Kane parked his rented car in the village square and stopped the first man he saw. “The grave of Ramon Mandown?” he asked in a good approximation of the language.

The man shook his head. “No,” he answered. “I don’t know, sir.”

Kane sighed. “Which way to the cemetery?”

“Up the hill. You will see it.”

“Thanks.” It seemed only a short walk, so he left the car where it was. He had brought the camera, to take a picture of the grave and any tribute that might be there, but as he neared the place he began to realize that all he would find was a score of crumbling tombstones, overgrown with tropic weeds.

“Can I help you?” a man in shirtsleeves asked him. He spoke English with an accent, and seemed to be in charge of things.
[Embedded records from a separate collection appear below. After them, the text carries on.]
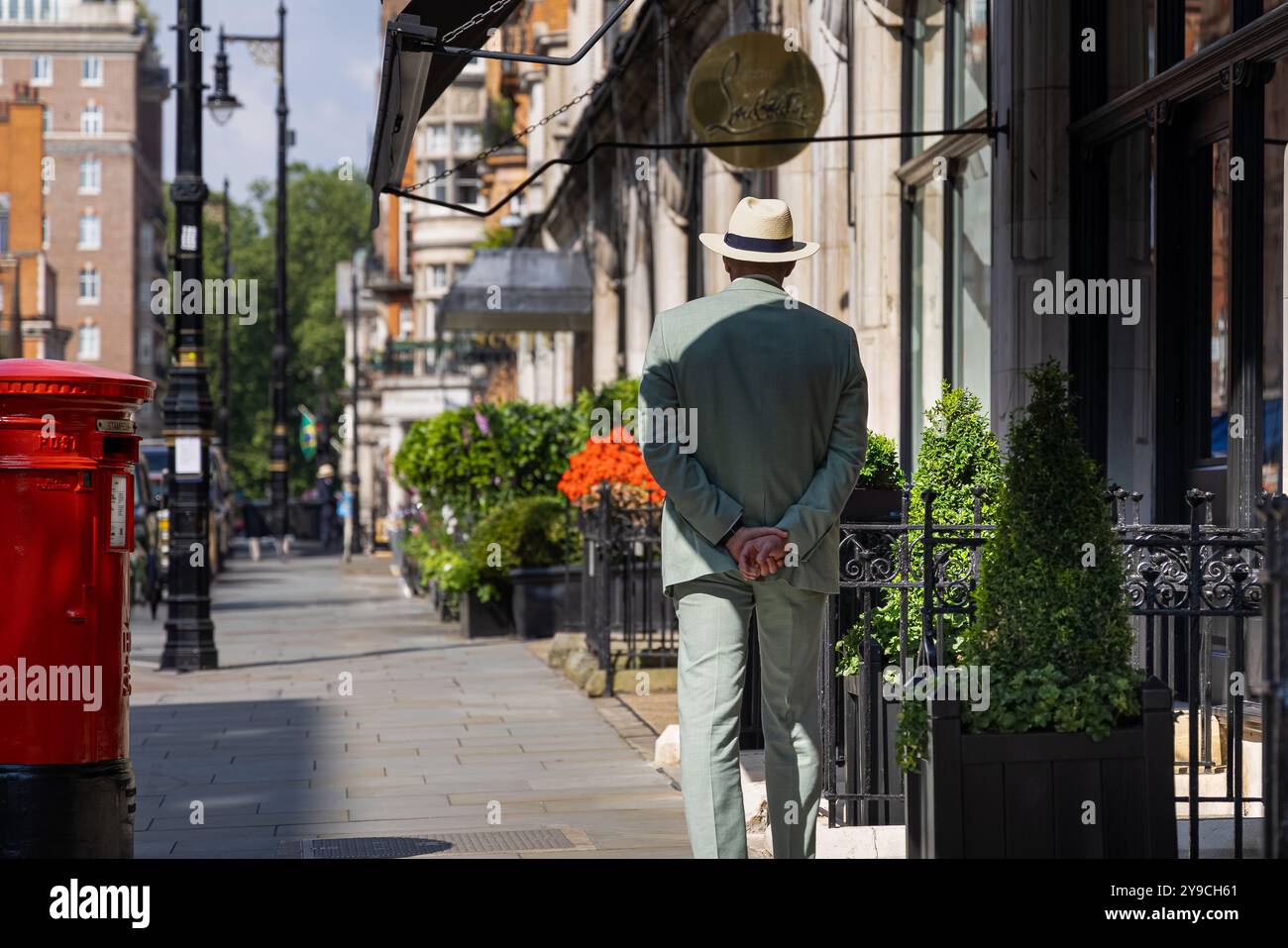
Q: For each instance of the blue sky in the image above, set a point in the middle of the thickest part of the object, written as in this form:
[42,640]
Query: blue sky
[333,59]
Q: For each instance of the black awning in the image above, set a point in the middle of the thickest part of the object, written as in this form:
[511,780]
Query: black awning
[412,80]
[519,290]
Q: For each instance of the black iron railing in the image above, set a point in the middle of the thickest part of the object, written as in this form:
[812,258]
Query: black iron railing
[1193,591]
[629,622]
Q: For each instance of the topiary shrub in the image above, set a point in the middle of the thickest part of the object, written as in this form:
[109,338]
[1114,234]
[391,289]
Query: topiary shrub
[1051,621]
[881,469]
[477,458]
[522,533]
[958,453]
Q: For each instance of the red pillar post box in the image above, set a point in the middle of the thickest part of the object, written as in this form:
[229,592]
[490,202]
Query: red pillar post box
[67,454]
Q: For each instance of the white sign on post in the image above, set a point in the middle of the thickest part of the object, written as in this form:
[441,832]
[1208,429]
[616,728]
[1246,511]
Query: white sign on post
[187,455]
[117,513]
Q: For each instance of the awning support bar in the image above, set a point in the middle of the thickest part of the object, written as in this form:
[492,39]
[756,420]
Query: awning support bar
[432,44]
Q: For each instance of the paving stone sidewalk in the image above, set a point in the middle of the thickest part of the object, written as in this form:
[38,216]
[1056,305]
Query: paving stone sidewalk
[439,736]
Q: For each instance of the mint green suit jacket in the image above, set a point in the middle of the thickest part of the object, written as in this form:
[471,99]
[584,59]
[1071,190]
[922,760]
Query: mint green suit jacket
[752,404]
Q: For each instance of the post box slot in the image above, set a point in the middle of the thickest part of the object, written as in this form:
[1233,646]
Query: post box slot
[120,447]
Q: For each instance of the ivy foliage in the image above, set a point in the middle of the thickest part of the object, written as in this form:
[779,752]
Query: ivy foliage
[522,533]
[958,454]
[881,469]
[1051,621]
[1051,613]
[477,458]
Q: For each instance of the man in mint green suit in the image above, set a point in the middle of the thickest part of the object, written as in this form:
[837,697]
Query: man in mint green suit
[752,417]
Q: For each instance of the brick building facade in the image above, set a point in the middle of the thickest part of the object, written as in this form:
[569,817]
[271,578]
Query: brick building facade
[95,68]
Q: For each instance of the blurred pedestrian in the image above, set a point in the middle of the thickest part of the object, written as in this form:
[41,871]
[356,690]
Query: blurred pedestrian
[326,494]
[256,527]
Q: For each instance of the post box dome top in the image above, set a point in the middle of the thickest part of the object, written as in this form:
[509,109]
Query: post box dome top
[55,377]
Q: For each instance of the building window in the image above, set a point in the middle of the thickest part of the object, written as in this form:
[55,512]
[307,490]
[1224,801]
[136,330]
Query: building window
[90,286]
[948,222]
[404,213]
[469,140]
[91,176]
[91,120]
[29,11]
[438,189]
[90,231]
[971,51]
[434,140]
[91,69]
[42,69]
[90,343]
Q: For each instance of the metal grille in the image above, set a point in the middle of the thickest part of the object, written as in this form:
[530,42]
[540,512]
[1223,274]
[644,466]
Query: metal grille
[404,846]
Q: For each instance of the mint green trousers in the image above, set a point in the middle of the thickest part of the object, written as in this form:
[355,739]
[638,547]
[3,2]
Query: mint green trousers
[713,617]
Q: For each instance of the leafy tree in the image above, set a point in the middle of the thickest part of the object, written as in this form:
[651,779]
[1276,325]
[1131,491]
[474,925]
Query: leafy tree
[496,239]
[476,459]
[880,469]
[958,454]
[1051,613]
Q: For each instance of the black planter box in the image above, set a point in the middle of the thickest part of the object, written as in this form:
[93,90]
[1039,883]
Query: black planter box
[1022,796]
[870,505]
[544,599]
[484,620]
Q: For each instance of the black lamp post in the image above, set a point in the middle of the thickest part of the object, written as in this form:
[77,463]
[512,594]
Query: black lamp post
[189,635]
[222,104]
[226,403]
[360,262]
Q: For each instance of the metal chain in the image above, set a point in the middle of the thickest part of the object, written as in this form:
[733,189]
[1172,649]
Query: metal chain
[608,77]
[476,20]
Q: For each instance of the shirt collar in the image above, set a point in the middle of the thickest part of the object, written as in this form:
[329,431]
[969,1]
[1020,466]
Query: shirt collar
[755,281]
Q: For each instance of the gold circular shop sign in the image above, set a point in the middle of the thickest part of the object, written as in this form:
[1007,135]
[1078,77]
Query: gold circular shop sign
[748,88]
“Is this your cemetery?” Kane asked.

The man chuckled. “A cemetery belongs only to the dead. I care for it.”

Kane glanced again at the weeds and wondered what the care consisted of. “I’m looking for the grave of Ramon Mandown.”

“He is not buried here.”

“Well, where is he?”

“I could not tell you that.”

“This was his village?”

“Yes.”

“And he died here two years ago.”

“Almost two years. It was in the autumn, I think.”

“Then where is his body? Back in the town?”

The man shrugged and said nothing.

“I just want some information! Do you have a mayor or anyone up here? A headman?”

“I am the headman.” He pushed a hand through hair beginning to gray. “My name is Juan Vyano.” He held out his hand in a gesture of westernized greeting. It felt oily from the sweat of his hair.